Monday, June 30, 2008

Suadis Ready Plans to Boost Oil Output

via MSNBC, the world's leading oil exporter is working feverishly to ramp up production in its few remaining large untapped oil fields. Saudi Arabia is referring these production increases as the largest expansion of production in history, and if they bear out as expected, they could go a long way toward giving the globe additional breathing space to develop alternatives to the sticky black gold. Unlike most of their existing fields located in the northeastern corner of the nation, these fields are located west of the Suadi capital, Riyadh.

"Saudi Arabia's state-owned oil company, Aramco, is spending $10 billion to build the infrastructure to pump 1.2 million barrels of oil per day by next June from the Khurais field and its two smaller neighbors. That alone would be more than the total individual production of OPEC members Qatar, Indonesia and Ecuador.

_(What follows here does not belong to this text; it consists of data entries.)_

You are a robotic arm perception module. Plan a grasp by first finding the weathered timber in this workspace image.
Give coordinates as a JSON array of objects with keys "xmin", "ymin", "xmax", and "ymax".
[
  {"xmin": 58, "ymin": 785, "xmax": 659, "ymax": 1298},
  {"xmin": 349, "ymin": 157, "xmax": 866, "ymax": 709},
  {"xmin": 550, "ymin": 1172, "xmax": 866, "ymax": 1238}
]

The project forms the centerpiece of the Saudi plan to increase the total amount of oil it can produce to 12.5 million barrels per day by the end of 2009 — up from a little more than 11 million barrels per day now."

While there are technical hurdles to producing in this area, including the searing 100 degree heat and the need to pump in as much as 2 million gallons of seawater into the rock formaitons to maintain well pressure into the 5,000 foot deep oil strata, the Saudis believe they will be able to pump as much as 1.2 million barrels a day by next June. In addition, they expect production of up to 500,000 barrels a day from another new field located at Khursaniyah in August of this year, although this field had been expceted to go online at the end of 2007 but ran into equipment and labor shortages. They are also developing their last large oil formation in the Persian Gulf at Manifa.

Now if the morons we've elected to Congress would allow more drilling here at home, maybe we wouldn't be paying $4 a gallon for freaking the stuff the runs (for better or worse) our entire transportation industry. Still, some encouraging news on the subject is better than continued doom and gloom.